Re: A real world example

From: erk <eric.kaun_at_gmail.com>
Date: 18 Aug 2006 06:34:40 -0700
Message-ID: <1155908080.655605.22860_at_p79g2000cwp.googlegroups.com>


Brian Selzer wrote:
> "erk" <eric.kaun_at_gmail.com> wrote in message
> news:1155827594.752249.65890_at_h48g2000cwc.googlegroups.com...
> > Brian Selzer wrote:
> > [snip]
> If a constraint is defined in terms of successive states of a database, then
> facts cannot be thought of just in terms of instances of predicates.

Yes, that's all facts are, though constraints mean that your facts are consistent with one another, based on how you've defined the predicates of relevance to you (i.e. inter-relation constraints reflect requirements as well as "reality"). I'm speaking out of some degree of ignorance; no database I've ever worked with has had state-transition constraints like this. The only constraints have been what constitutes a valid relation (and database) value.

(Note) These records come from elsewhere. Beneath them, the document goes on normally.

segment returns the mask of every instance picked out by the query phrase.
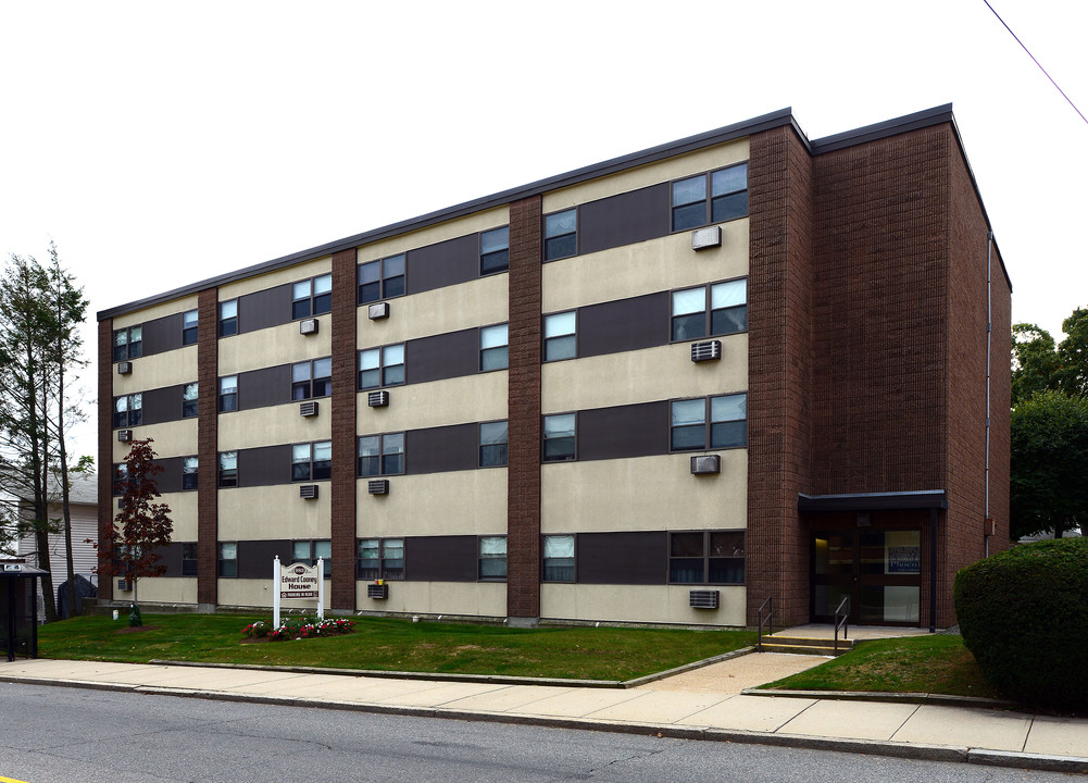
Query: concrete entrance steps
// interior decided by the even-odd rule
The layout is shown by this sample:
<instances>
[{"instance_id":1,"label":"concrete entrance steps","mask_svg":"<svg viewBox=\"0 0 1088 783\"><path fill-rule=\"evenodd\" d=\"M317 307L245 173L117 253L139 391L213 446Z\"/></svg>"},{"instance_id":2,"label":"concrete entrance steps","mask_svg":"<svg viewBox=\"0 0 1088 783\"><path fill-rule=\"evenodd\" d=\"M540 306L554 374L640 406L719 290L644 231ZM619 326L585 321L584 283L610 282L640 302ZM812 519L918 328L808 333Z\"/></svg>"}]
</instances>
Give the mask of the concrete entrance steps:
<instances>
[{"instance_id":1,"label":"concrete entrance steps","mask_svg":"<svg viewBox=\"0 0 1088 783\"><path fill-rule=\"evenodd\" d=\"M839 638L836 650L834 639L815 636L787 636L778 634L763 640L764 652L793 652L802 656L841 656L854 646L853 639Z\"/></svg>"}]
</instances>

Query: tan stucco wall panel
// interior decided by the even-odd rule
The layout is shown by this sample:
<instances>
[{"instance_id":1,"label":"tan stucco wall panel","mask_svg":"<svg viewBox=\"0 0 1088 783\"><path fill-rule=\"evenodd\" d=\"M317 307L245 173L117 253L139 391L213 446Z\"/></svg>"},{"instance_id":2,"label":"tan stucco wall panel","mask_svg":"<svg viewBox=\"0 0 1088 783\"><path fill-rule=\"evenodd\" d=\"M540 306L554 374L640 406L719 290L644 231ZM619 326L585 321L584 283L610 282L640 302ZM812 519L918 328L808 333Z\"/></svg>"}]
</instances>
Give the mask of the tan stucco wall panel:
<instances>
[{"instance_id":1,"label":"tan stucco wall panel","mask_svg":"<svg viewBox=\"0 0 1088 783\"><path fill-rule=\"evenodd\" d=\"M714 453L714 476L692 476L691 453L543 465L541 533L745 528L747 451Z\"/></svg>"}]
</instances>

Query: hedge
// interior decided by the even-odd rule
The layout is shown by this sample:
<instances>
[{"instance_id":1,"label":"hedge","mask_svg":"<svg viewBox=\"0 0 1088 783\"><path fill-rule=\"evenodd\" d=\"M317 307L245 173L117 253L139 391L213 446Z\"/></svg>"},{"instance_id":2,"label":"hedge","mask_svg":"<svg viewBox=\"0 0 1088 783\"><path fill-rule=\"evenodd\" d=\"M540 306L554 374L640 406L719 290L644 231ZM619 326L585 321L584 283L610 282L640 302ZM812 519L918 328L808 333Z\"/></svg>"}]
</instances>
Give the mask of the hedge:
<instances>
[{"instance_id":1,"label":"hedge","mask_svg":"<svg viewBox=\"0 0 1088 783\"><path fill-rule=\"evenodd\" d=\"M1014 547L955 578L964 644L1025 705L1088 710L1088 538Z\"/></svg>"}]
</instances>

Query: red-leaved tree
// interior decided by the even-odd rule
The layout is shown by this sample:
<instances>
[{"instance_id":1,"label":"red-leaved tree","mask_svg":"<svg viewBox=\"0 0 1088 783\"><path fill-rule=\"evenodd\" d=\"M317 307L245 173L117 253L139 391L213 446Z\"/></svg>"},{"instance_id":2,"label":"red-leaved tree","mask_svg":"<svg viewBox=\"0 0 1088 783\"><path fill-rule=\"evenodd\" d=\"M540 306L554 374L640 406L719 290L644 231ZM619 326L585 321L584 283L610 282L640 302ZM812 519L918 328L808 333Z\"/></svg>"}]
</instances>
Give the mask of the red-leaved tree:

> Any such instance has identity only within a single relation value. Since the
> value of a candidate key determines the values of all other attributes, it
> can be used to identify a single tuple within a single relation value;
> therefore, it can be used in other relation values as a substitute for
> enumerating all of the attribute values of the referenced tuple in every
> referencing tuple within the same database state--but only within the same
> database state.

I don't think that's a valid interpretation. It's not a substitute for referencing all of the attribute values, nor, given only the key value, can I determine the values of those attributes. The key has a specific meaning in all the predicates in which it's referenced, as distinct from the other attributes - it's not a surrogate for them. Relations, even those with foreign key constraints, are standalone facts. Joins and constraints reflect references to the same types.

I think this difference is important, and am not just spitting hairs for the sake of it.

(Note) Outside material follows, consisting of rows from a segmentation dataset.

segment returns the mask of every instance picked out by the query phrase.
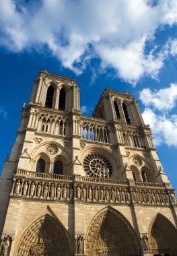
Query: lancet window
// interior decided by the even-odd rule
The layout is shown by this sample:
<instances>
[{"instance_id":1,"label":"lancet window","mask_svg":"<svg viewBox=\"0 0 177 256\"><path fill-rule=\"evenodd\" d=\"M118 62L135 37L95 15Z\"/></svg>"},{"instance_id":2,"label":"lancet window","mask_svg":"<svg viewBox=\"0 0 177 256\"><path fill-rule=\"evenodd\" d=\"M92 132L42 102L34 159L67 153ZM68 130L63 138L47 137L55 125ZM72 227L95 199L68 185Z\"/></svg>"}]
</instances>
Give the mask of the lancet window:
<instances>
[{"instance_id":1,"label":"lancet window","mask_svg":"<svg viewBox=\"0 0 177 256\"><path fill-rule=\"evenodd\" d=\"M123 141L128 147L146 148L141 133L131 130L122 130Z\"/></svg>"},{"instance_id":2,"label":"lancet window","mask_svg":"<svg viewBox=\"0 0 177 256\"><path fill-rule=\"evenodd\" d=\"M65 110L65 102L66 102L66 91L64 88L60 90L60 97L59 103L59 109L60 110Z\"/></svg>"},{"instance_id":3,"label":"lancet window","mask_svg":"<svg viewBox=\"0 0 177 256\"><path fill-rule=\"evenodd\" d=\"M45 172L46 162L42 158L40 158L36 164L36 172Z\"/></svg>"},{"instance_id":4,"label":"lancet window","mask_svg":"<svg viewBox=\"0 0 177 256\"><path fill-rule=\"evenodd\" d=\"M114 108L115 108L115 111L116 114L116 118L117 119L120 119L120 115L119 113L118 106L116 101L114 101Z\"/></svg>"},{"instance_id":5,"label":"lancet window","mask_svg":"<svg viewBox=\"0 0 177 256\"><path fill-rule=\"evenodd\" d=\"M63 164L59 161L55 161L53 168L53 173L55 174L63 174Z\"/></svg>"},{"instance_id":6,"label":"lancet window","mask_svg":"<svg viewBox=\"0 0 177 256\"><path fill-rule=\"evenodd\" d=\"M125 117L127 123L128 125L131 125L131 119L130 119L130 117L129 117L129 114L127 106L125 105L125 103L122 104L122 108L123 108L124 115L125 115Z\"/></svg>"},{"instance_id":7,"label":"lancet window","mask_svg":"<svg viewBox=\"0 0 177 256\"><path fill-rule=\"evenodd\" d=\"M108 131L104 125L84 123L82 125L82 138L104 143L109 143Z\"/></svg>"},{"instance_id":8,"label":"lancet window","mask_svg":"<svg viewBox=\"0 0 177 256\"><path fill-rule=\"evenodd\" d=\"M45 107L51 108L52 107L54 88L52 86L50 86L47 90Z\"/></svg>"}]
</instances>

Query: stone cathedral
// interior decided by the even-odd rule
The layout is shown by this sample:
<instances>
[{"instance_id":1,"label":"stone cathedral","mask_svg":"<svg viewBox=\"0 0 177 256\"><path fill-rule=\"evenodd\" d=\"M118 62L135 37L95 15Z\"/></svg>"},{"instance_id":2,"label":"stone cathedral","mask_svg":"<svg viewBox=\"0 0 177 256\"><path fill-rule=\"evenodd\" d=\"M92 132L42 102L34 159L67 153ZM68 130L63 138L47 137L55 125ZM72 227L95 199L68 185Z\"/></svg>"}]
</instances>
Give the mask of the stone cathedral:
<instances>
[{"instance_id":1,"label":"stone cathedral","mask_svg":"<svg viewBox=\"0 0 177 256\"><path fill-rule=\"evenodd\" d=\"M0 186L0 255L176 256L174 189L133 95L81 115L74 79L40 71Z\"/></svg>"}]
</instances>

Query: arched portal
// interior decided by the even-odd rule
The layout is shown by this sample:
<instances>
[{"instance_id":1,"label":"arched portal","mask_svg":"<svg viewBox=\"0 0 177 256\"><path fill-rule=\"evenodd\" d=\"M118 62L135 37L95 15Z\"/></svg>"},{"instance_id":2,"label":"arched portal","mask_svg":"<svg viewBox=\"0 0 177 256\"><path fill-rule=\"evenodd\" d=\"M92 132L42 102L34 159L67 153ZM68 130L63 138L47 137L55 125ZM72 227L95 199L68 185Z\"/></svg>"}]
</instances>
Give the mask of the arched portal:
<instances>
[{"instance_id":1,"label":"arched portal","mask_svg":"<svg viewBox=\"0 0 177 256\"><path fill-rule=\"evenodd\" d=\"M48 214L37 220L24 235L17 256L69 256L65 234L59 222Z\"/></svg>"},{"instance_id":2,"label":"arched portal","mask_svg":"<svg viewBox=\"0 0 177 256\"><path fill-rule=\"evenodd\" d=\"M149 237L153 255L176 255L177 230L162 215L157 214L152 222Z\"/></svg>"},{"instance_id":3,"label":"arched portal","mask_svg":"<svg viewBox=\"0 0 177 256\"><path fill-rule=\"evenodd\" d=\"M87 256L137 256L136 234L129 222L112 208L94 218L86 237Z\"/></svg>"}]
</instances>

> Extending the scope of a candidate key's ability to
> identify instances of predicates from a single database state to successive
> database states would require that those instances be identical, not just
> the candidate key values.

So this ability to uniquely identify a fact across successive database states is important purely for state-transition constraints? Is there any other use for them?

> If the values determined by the candidate key
> value in the proposed state were different than those in the current state,
> then the instances would not have the same properties, and therefore, would
> not be the same.

Sameness is irrelevant; a fact is a fact, and if database value N+1 differs from database value N, it's because facts have changed, and we need the database to reflect reality more accurately.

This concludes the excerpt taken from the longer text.